Plants and Database Design

I’m still working on my web app, Identiflora. As I work I’m referencing both the National Audubon Society Field Guide to Wildflowers and Newcomb’s Wildflower Guide. Both books mean a lot to me. I remember when my parents gave me the Audubon book as a teen, and it has been trekked around and loved, and dropped in water so I am probably due for a new copy. The Newcomb’s was my friend throughout Plant Taxonomy class in college (my favorite class!), and is still my favorite plant guide.

I am loosely basing my plant site on the questions proposed at the beginning of Newcomb’s key system: Flower shape (simple symmetrical petals? irregular shape? composite like a dandelion?), plant shape (leaves opposite? alternate? whorled?), leaf shape (simple or compound, toothed or divided or entire?).

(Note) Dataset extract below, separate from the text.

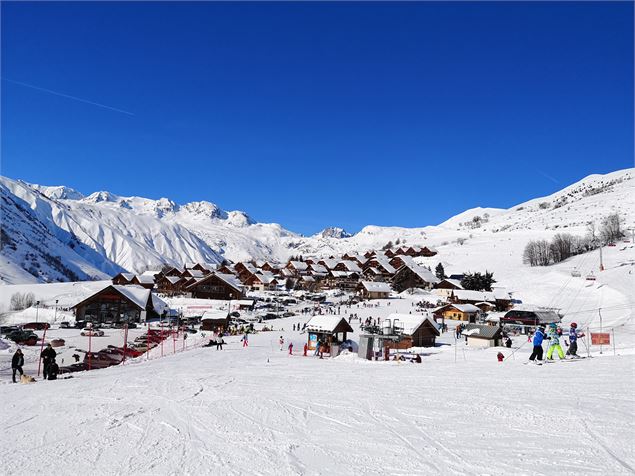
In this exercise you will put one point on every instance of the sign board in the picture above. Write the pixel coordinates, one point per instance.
(600, 338)
(312, 341)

In order to make an MVC MS SQL relational database of plants that a user can easily navigate, I need to consider these questions (and the answers). It will help me determine where to split up my database for data normalization. If the only options for plant shape are opposite, alternate or whorled, a table with a column of  records reading “opposite/opposite/opposite/whorled/alternate/alternate” is very redundant. This breaks the DRY principle (Don’t Repeat Yourself). Splitting that into a separate table of only those three options (opposite, alternate, whorled), makes the data integrity of the overall database much better.

I’m just a novice at database design; I’m excited to learn as I go!

I have an idea

While I am still working on Udacity classes, I really want to start working on my own personal project. For years I have been passionate about plants, especially identifying wild native plants. You can probably tell, since most of the photos that make it into this blog are plants.

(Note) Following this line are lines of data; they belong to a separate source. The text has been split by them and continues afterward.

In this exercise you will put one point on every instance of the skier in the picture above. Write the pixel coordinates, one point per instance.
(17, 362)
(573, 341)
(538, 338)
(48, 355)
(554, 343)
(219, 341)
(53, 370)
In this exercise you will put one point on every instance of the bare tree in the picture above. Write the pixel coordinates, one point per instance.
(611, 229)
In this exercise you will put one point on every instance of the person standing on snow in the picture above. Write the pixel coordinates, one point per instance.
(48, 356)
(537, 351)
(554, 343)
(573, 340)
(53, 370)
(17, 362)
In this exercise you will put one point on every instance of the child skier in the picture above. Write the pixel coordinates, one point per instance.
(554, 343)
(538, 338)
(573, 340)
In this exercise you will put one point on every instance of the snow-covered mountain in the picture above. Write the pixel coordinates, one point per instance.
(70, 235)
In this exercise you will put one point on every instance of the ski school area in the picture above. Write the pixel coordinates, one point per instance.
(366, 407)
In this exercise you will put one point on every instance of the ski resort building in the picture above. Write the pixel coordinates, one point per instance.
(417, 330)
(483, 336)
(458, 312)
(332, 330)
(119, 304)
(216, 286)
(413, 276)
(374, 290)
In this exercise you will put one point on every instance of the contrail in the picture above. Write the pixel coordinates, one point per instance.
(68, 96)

In college plant taxonomy was by far my favorite class. I loved that class. It was just four guys, the teacher, and myself. In retrospect my final project was “sort of phoned in.” It involved going out to a nearby park, several times a week over the course of a few months, and documenting the growth of the spring plants, and the seed dispersal methods they each used. I really didn’t take personal observation seriously, and at the last minute I sort of “Alta Vista-ed1” for a good part of the information. The way I didn’t pursue my college classes with my whole heart still bothers me, and that’s why I really want to complete this Udacity nanodegree. I want to prove to myself I can work hard at something difficult, and push through, and complete it.

But back to the plants.

I love plant books!

I want you to see wildflowers as your friends.

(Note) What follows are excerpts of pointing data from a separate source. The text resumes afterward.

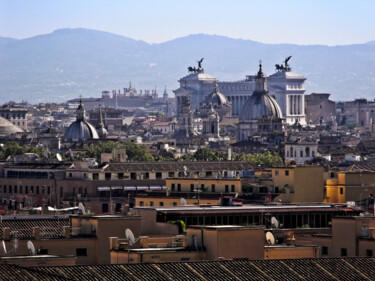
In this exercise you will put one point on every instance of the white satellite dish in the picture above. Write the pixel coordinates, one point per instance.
(81, 208)
(58, 156)
(130, 236)
(4, 248)
(183, 202)
(274, 222)
(270, 238)
(31, 248)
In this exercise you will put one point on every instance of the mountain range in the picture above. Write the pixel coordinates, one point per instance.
(68, 63)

While I know other plant ID sites and apps already exist, this one is going to be my own. Everyone starts with a first project, and, yes, this may be ambitious, but it’s a topic I really enjoy. Ideally, I want to code the web app, sketch the art,  write the text, and take the photos of the plants. Now that probably isn’t going to be exactly how this works out, or else it would be a site that only helps you identify plants that live in my back yard. But it’s a dream, goal, and working idea.

Indentiflora_2015So was born. If you go there, there is nothing to see. I won’t even link you to the  boring parked page. But I registered the name and drew a little app icon.
I’m excited about this!


1That’s what searching was called before it was Google, and after it was Lycos.